Wednesday, August 1, 2012: 3:00 PM
Faculty of Economics, TBA
Oral
Chungse JUNG , Sociology, Binghamton University, SUNY, NY
In this research, I attempt to examine the world-historical structure and dynamics of protest waves on the global South over the twentieth century. From a world-historical perspective, we can find the process that each single protest located in different regions is linked to each other by the world-scale layer of governance structure and the incidence of popular protest is related to cyclical rhythms of the world-economy, particularly to cycles of global hegemony and rivalry. For overall mapping out world-historical pattern of protest waves, I use the New York Times Index and the Times Index to generate systemic and long-term records of popular protest.

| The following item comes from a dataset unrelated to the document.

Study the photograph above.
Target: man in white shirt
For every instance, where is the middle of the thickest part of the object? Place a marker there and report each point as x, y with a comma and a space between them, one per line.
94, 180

One of the most immediately distinguishable features of the world-historical protest wave in the global South is the interrelationship between worldwide radical mobilizations and the worldwide intensification of nationalism and democratization. In the initial observations, there are found that key movement clusters of the period in overall popular protests in the global South are the year during the great resistance for national liberation and democratization in Latin America, Asia, and Africa in 1929-1937, 1958-1968 and in Asia and Eastern Europe in 1986-1990. The results show to concentrate on charting temporal and spatial diffusion of antisystemic movements across a large set of countries.

From this overview, I draw out the following questions to compare each period and location: First, why did protest activity frequently appear in 1930s, 1960s, and the late 1980s than others? Second, what were the social bases of the protest waves and where were the geographic locations of these clusters? Third, what was the main issue of each protest cluster? Fourth, what kind of movement ideology did support the mobilization? Fifth, what is the interrelationship between the current protest waves and the past protest waves?